Tencent / TBase

TBase is an enterprise-level distributed HTAP database. Through a single database cluster to provide users with highly consistent distributed database services and high-performance data warehouse services, a set of integrated enterprise-level solutions is formed.
Other
1.38k stars 262 forks source link

Tuple cannot be frozen now, please try later - but it should be possible. #82

Closed yazun closed 3 years ago

yazun commented 3 years ago

We had to set higher (60000) vacuum_delta to avoid #39

Then, when we try to vacuum freeze we get on:

ERROR: XX000 - node:datanode11, backend_pid:28825, nodename:datanode9,backend_pid:42554,message:tuple cannot be frozen now, please try later xid 1172990 cutoff xid 1186959 committs 14509364588940 RecentDataTs 14496642600457 RecentGlobalXmin 1196959 RecentGlobalDataXmin 1196959

Are these two related? It's a blocker as it also causes other bugs to appear, i.e. errors like

ERROR: XX000 - node:datanode1, backend_pid:39522, nodename:datanode1,backend_pid:39522,message:relation 523409537 deleted while still in use

when trying to use a function in a create tbl as ... fn_immutable_that_does_lookup(..) in qual which are total blockers for us.

Any hints?

yazun commented 3 years ago

There are few occurrences of this error log in the code, this is the datanode msg: heap_prepare_freeze_tuple, heapam.c:7325 XX000: tuple cannot be frozen now, please try later xid 1165357 cutoff xid 1176649 committs 14511534806624 RecentDataTs 14496176693179 RecentGlobalXmin 1186649 RecentGlobalDataXmin 1186649#0122020-11-26 12:30:01 CET [10465,coord(0,0)]:xid[0-97/1178] [2-1] user=dr3_ops_cs36,db=surveys,client=192.168.168.155,query=psql the later moment never arrives..

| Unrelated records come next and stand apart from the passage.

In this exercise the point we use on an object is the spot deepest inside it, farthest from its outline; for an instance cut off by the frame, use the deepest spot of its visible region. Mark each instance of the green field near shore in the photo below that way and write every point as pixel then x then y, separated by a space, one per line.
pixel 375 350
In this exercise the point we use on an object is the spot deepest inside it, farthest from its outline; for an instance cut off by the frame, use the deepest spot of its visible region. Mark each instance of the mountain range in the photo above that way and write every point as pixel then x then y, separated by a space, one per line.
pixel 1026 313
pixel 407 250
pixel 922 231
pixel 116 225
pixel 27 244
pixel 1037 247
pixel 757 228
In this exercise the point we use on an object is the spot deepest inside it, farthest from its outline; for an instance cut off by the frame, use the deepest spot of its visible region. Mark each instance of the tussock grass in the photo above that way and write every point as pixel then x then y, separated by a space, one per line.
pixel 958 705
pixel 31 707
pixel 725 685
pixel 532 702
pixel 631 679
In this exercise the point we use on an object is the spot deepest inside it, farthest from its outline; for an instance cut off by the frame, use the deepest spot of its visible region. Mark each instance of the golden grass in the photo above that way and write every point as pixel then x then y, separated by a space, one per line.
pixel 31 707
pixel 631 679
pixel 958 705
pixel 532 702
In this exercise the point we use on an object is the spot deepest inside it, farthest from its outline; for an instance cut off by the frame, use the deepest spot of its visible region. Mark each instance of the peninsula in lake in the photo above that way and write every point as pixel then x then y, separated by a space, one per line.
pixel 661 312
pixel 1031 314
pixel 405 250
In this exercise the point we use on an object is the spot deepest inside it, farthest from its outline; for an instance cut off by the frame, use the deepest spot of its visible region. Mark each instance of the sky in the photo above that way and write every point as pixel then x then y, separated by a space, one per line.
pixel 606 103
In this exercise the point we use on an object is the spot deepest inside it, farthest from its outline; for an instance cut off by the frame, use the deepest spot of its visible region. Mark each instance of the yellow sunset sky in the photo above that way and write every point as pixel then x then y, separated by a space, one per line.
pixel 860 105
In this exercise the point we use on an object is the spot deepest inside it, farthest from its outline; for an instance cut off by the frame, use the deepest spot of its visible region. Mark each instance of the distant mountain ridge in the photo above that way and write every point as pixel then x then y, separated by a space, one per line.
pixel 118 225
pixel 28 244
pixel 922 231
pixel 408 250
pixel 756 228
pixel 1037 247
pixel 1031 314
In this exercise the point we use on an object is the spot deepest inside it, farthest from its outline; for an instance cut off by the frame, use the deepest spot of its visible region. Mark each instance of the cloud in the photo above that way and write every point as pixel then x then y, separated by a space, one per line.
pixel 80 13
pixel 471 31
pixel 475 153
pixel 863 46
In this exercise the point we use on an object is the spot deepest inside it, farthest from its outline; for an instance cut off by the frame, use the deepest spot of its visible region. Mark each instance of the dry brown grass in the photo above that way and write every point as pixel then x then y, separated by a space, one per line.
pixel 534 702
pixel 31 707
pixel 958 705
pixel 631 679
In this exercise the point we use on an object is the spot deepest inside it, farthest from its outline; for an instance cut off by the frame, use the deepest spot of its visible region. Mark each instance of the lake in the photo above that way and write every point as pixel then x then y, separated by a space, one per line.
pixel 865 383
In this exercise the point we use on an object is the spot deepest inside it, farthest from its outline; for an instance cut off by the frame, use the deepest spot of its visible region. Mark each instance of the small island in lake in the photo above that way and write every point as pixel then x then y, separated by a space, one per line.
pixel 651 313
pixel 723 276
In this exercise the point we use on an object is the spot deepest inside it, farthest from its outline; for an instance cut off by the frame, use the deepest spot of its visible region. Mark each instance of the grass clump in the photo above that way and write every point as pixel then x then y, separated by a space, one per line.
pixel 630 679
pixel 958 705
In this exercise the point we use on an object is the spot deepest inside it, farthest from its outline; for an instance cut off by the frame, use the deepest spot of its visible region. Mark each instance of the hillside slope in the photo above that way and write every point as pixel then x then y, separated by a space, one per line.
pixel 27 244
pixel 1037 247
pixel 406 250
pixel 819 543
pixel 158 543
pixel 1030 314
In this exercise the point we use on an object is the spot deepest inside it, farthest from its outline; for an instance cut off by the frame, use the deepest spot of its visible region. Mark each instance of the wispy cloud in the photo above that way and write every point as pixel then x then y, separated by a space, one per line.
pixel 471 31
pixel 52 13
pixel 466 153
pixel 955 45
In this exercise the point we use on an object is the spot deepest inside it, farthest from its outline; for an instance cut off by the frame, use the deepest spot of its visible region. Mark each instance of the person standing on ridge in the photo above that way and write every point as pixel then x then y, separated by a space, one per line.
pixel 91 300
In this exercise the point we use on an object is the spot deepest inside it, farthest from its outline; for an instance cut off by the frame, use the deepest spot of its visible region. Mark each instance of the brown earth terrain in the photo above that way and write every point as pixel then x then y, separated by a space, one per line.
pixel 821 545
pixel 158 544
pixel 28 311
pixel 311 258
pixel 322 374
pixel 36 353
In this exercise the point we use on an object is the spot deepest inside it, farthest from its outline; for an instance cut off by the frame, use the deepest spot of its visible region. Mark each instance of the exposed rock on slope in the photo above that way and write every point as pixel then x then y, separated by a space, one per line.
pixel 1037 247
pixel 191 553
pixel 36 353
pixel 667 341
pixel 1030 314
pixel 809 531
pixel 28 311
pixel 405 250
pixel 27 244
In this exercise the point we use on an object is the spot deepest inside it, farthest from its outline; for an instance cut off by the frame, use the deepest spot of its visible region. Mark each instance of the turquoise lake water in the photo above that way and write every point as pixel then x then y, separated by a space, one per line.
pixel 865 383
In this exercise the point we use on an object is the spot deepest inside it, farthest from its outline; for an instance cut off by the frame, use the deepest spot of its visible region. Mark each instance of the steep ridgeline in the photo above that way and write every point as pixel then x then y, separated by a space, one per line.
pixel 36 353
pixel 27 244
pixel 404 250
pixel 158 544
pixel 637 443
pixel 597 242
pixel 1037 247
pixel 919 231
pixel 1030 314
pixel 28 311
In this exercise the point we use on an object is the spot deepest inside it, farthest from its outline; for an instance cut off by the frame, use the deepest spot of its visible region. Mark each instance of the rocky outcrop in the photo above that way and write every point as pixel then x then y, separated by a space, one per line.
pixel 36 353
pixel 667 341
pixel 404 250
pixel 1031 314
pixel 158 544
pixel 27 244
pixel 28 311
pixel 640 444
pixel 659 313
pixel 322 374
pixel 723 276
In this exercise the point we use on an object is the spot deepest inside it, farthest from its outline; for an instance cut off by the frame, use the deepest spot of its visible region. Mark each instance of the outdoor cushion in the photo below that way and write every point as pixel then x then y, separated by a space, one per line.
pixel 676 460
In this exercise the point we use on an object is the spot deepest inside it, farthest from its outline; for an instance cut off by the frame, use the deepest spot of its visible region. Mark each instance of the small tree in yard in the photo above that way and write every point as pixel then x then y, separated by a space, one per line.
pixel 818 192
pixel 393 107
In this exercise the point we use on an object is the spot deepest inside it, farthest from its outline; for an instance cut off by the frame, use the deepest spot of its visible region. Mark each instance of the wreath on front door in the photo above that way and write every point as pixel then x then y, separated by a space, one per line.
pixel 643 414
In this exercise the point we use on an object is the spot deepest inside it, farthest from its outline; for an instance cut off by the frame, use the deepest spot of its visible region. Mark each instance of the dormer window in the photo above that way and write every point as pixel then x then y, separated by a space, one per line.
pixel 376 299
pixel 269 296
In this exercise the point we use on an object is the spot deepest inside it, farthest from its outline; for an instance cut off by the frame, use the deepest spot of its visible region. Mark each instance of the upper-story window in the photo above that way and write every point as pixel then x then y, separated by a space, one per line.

yazun commented 3 years ago

Further info

select min(xmin::text::bigint),max(xmax::text::bigint) from tbl; -- the tbl that cannot be frozen.

#   min max
1   363986  1163851

select txid_current();
txid_current
1   867659
yazun commented 3 years ago

Update: Lowering vacuum_delta to 10000 helps with vacuum freeze problem (as we see committs was in the future in comparison with RecentDataTs), does not help with the other:

ERROR: XX000 - node:datanode1, backend_pid:39522, nodename:datanode1,backend_pid:39522,message:relation 523409537 deleted while still in use on create table .. as select...

yazun commented 3 years ago

Will start a new issue with the above problem.